Plus, physicians often have a dozen or more medical issues to review with any given patient, and antibiotic use is at the bottom of their priority list, he adds.
"My job is to elevate that problem to No. 1 and put antibiotics on our radar screen," Owens says.
2. Be the antibiotic point person. Hospitals continually need to be on the lookout for development of drug-resistant bacteria, and this is another area where an antimicrobial steward can take the lead.
Although it's a good policy for hospitals to follow guidelines and discontinue antibiotics at eight days, it's also important to be mindful of the handful of cases when antibiotics need to be continued.
"You need to know the patient is clinically responding before you tap the doctor on the shoulder and say, 'We should consider stopping therapy because we have reached the antibiotic duration that is recommended, and the patient has clearly responded to therapy,'" Owens says.
The goal is to emphasize short-course treatment, optimize the dose according to the patient's renal function or according to the pathogen that's been isolated, and keep patient safety as the chief goal at all times, Owens explains.
An infectious diseases-trained pharmacist can be the person physicians turn to when they have questions about drug interactions, antibiotic resistance, and side effects, Owens adds.
Antimicrobial stewards also need to be physicians' teachers and reminders about antibiotic use. There might not be time to make recommendations for every single patient receiving antibiotics, but if the pharmacist spends time to educate clinicians and emphasize the most recent guidelines on the subject, then the hospital's overall antibiotic use will improve.
Reminding physicians and teaching them how to improve antibiotic use extends the antimicrobial steward's reach, Owens notes.
"My job is to help educate people so they can do this for themselves and we don't have to intervene," he adds.
3. Help reduce antibiotic initiations when treatment isn't medically necessary. Residents and other physicians sometimes will start patients on antibiotics solely because of a culture finding, and it's the job of the infectious diseases-trained pharmacist to suggest a different course of action.
For example, sometimes patients have asymptomatic bacteriuria — a symptomless patient with a positive urine culture, Owens says.
Physicians might ask Owens what they should use to treat those cases.
"I back up and say, 'Does the patient have symptoms? Does the patient have a temperature and white blood cell count or dysuria?'" Owens says.
He also asks the doctor why the urine culture was obtained.
Often he finds that the bacteria are present but the patient is asymptomatic, and so there is no need for treatment at all, Owens explains.
"The lab result comes back, and they say 'We should treat this because there are lots of organisms in there,' and it's a reflex where clinicians forget to ask if the patient has symptoms," Owens says.
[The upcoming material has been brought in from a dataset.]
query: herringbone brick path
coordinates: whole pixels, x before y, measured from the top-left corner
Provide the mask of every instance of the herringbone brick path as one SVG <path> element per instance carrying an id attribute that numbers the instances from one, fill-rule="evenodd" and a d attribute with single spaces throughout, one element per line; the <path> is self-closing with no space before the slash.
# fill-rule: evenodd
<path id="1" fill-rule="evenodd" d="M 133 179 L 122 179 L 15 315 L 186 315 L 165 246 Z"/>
"You shouldn't be treating asymptomatic bacteriuria," Owens adds. "There are a few exceptions, but for the most part there are very minor numbers of people who need to be treated for it."
Unfortunately, many hospitals and physicians do treat patients with asymptomatic bacteriuria, and this can become a safety issue.
Owens has heard of a cautionary tale where a patient was treated unnecessarily with an antibiotic and developed a very rare side effect that led to renal failure.
"This is an area where we need to start making an improvement," Owens says.
4. Provide continuous attention and education. Since Maine Medical Center started its antimicrobial stewardship program, there have been periods where Owens' intervention in cases occurred infrequently, and there have been periods when he's had to assist with many cases.
"If you're not there doing it every day and reminding people about antibiotic stewardship, they regress to their normal practice," Owens says.
"With our approach, we find that people like our advice and learn from it, but if you're not there doing it for a period of time, it's human nature to go back to their old style of doing things," Owens adds.